Convex Optimization – Chapter 1: Background Knowledge

This chapter provides the foundational concepts needed for the rest of the course. It covers four core topics: convex sets and convex functions, polytopes and polyhedra, cones, and linear programming. These are the building blocks on which the entire theory of convex optimization rests. The chapter is designed as a review — if any of these concepts are entirely new, supplementary reading is recommended.

1.1 Convex Sets and Convex Functions

The notion of convexity — for both sets and functions — is the single most important concept in this course. Everything that follows depends on it. The core idea is simple: a shape is convex if you can "walk" between any two of its points without leaving the shape.

Line Segments and Convex Sets

Definition 1.1.1 — Line Segment

Let $p \neq q$ be two points in $\mathbb{R}^n$. The line segment between them is the set:

[p, q] = \{ \lambda p + (1-\lambda) q \mid 0 \leq \lambda \leq 1 \}

As $\lambda$ varies from 0 to 1, the point $\lambda p + (1-\lambda) q$ slides smoothly from $q$ (when $\lambda=0$) to $p$ (when $\lambda=1$).

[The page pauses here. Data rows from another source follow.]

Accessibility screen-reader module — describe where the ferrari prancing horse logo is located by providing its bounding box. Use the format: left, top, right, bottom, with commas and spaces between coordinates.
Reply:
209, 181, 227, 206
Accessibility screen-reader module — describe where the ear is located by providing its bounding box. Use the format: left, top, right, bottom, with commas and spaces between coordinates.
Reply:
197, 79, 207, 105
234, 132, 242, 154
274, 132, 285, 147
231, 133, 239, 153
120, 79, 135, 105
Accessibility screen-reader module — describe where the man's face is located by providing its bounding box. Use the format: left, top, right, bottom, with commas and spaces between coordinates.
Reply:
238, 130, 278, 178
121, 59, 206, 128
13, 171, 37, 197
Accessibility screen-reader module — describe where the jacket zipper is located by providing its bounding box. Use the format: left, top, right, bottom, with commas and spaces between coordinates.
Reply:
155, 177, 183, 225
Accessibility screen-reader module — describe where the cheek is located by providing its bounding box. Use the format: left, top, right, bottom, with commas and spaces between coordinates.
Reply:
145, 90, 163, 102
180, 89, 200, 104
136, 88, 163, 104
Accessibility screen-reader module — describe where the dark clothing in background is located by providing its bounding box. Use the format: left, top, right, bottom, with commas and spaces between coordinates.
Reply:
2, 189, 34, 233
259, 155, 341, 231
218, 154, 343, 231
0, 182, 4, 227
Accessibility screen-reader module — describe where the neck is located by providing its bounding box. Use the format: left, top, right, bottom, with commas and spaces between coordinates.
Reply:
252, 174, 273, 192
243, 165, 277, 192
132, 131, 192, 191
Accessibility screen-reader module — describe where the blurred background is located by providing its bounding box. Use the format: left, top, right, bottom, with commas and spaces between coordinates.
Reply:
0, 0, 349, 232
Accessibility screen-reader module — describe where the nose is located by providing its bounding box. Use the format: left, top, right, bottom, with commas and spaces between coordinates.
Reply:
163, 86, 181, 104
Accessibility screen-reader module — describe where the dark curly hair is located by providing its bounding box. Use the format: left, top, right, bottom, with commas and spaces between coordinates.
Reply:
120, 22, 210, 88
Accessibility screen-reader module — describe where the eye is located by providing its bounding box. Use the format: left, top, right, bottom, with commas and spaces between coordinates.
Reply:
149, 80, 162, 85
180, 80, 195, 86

Definition 1.1.2 — Convex Set

A set $S \subseteq \mathbb{R}^n$ is convex if for all $p, q \in S$, the entire line segment $[p, q] \subseteq S$.

Intuition & Examples

Think of a convex set as a "blob with no dents." If you pick any two points inside it and draw a straight line between them, the line stays entirely inside the set. A filled circle, a filled square, and $\mathbb{R}^n$ itself are all convex. A crescent moon shape is not convex — you can find two points inside the crescent such that the line between them passes through the "hollow" part.

Properties of Convex Sets

Proposition 1.1.4 — Preservation of Convexity

Let $S, T \subseteq \mathbb{R}^n$ be convex sets. Then:

Intersection: $S \cap T$ is convex.
Affine image: For $A \in \mathbb{R}^{m \times n}$ and $b \in \mathbb{R}^m$, the set $\{Ax + b \mid x \in S\}$ is convex.
Minkowski sum: $S \oplus T := \{x + y \mid x \in S, y \in T\}$ is convex.

Why intersections matter

In optimization, the feasible region is usually described as an intersection of constraint sets (e.g., half-spaces). The fact that intersecting convex sets produces a convex set is what guarantees that these feasible regions remain convex — a crucial requirement for efficient optimization.

Combinations and Hulls

Definition 1.1.5 — Affine, Conic, and Convex Combinations

Given points $a_1, \ldots, a_k \in \mathbb{R}^n$ and scalars $\lambda_1, \ldots, \lambda_k$, the linear combination $\sum_{i=1}^{k} \lambda_i a_i$ is called:

Affine combination if $\sum_i \lambda_i = 1$ (the weights sum to one, but can be negative).
Conic combination if $\lambda_i \geq 0$ for all $i$ (non-negative weights, no sum constraint).
Convex combination if both: $\lambda_i \geq 0$ and $\sum_i \lambda_i = 1$ (non-negative weights that sum to one).

Intuition

A convex combination is a "weighted average." For two points, $\lambda a_1 + (1-\lambda) a_2$ with $\lambda \in [0,1]$ traces the line segment between them — exactly what we used to define convex sets. A conic combination allows scaling up (think: rays from the origin), while an affine combination allows negative weights (think: extending beyond the original points along a line).

Definition 1.1.6 — Hulls

For a set $A \subseteq \mathbb{R}^n$:

The affine hull $\text{aff}(A)$ is the set of all finite affine combinations of points in $A$.
The conic hull $\text{cone}(A)$ is the set of all finite conic combinations of points in $A$.
The convex hull $\text{conv}(A)$ is the set of all finite convex combinations of points in $A$.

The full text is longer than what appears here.